The lesser amberjack (Seriola fasciata), also known as the false amberjack or little amberjack, is a species of ray-finned fish from the family Carangidae, the jacks and pompanos.

It occurs in the Atlantic Ocean. In the western Atlantic it ranges from Massachusetts in the north along the eastern Coast of the United States and into the Gulf of Mexico as far south as Tamaulipas. In the Caribbean Sea it is found off Cuba and Barbados and from Santa Marta, Colombia to Isla la Tortuga, Venezuela. It is also found around Bermuda. In the eastern Atlantic its distribution reaches north to Spain to Ghana as well as being found around the Canary Islands, Azores, Madeira and St Helena. Reported for the first time in 1993 in the Western Mediterranean Sea, it has now expanded eastwards from Sicily to the Levant.

It is a benthopelagic, predatory species, the adults feed on smaller fish and cephalopods. The adults occur close to or on the bottom at depths of 55-130 m while the larger juveniles are pelagic or benthic in the waters of the continental shelf and the smaller juveniles are found in oceanic or offshore waters.

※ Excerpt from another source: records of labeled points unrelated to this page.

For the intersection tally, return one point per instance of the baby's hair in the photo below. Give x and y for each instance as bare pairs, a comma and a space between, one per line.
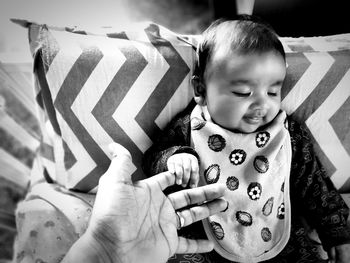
244, 35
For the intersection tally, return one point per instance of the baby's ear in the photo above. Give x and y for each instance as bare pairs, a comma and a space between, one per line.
199, 90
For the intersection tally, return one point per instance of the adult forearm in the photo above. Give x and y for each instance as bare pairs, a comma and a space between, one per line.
87, 250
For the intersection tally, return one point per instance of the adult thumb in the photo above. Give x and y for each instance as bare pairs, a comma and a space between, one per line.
121, 167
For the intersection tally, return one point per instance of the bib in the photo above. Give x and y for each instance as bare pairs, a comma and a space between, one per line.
255, 168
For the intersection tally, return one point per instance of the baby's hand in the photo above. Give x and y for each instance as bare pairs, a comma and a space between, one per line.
185, 167
339, 254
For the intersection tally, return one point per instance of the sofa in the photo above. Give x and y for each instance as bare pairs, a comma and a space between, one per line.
95, 87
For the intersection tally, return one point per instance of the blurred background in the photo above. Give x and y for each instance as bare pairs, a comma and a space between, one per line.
291, 18
288, 17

The lesser amberjack has an olive green or brownish back with silver flanks. There is a dark stripe which runs from behind the eye to front of the first dorsal fin. Compared to the related greater amberjack, the lesser amberjack has a proportionately larger eye and a deeper body. The anal fin is around two-thirds the length of the second dorsal fin. The juveniles are marked with split or wavy transverse bars on their sides.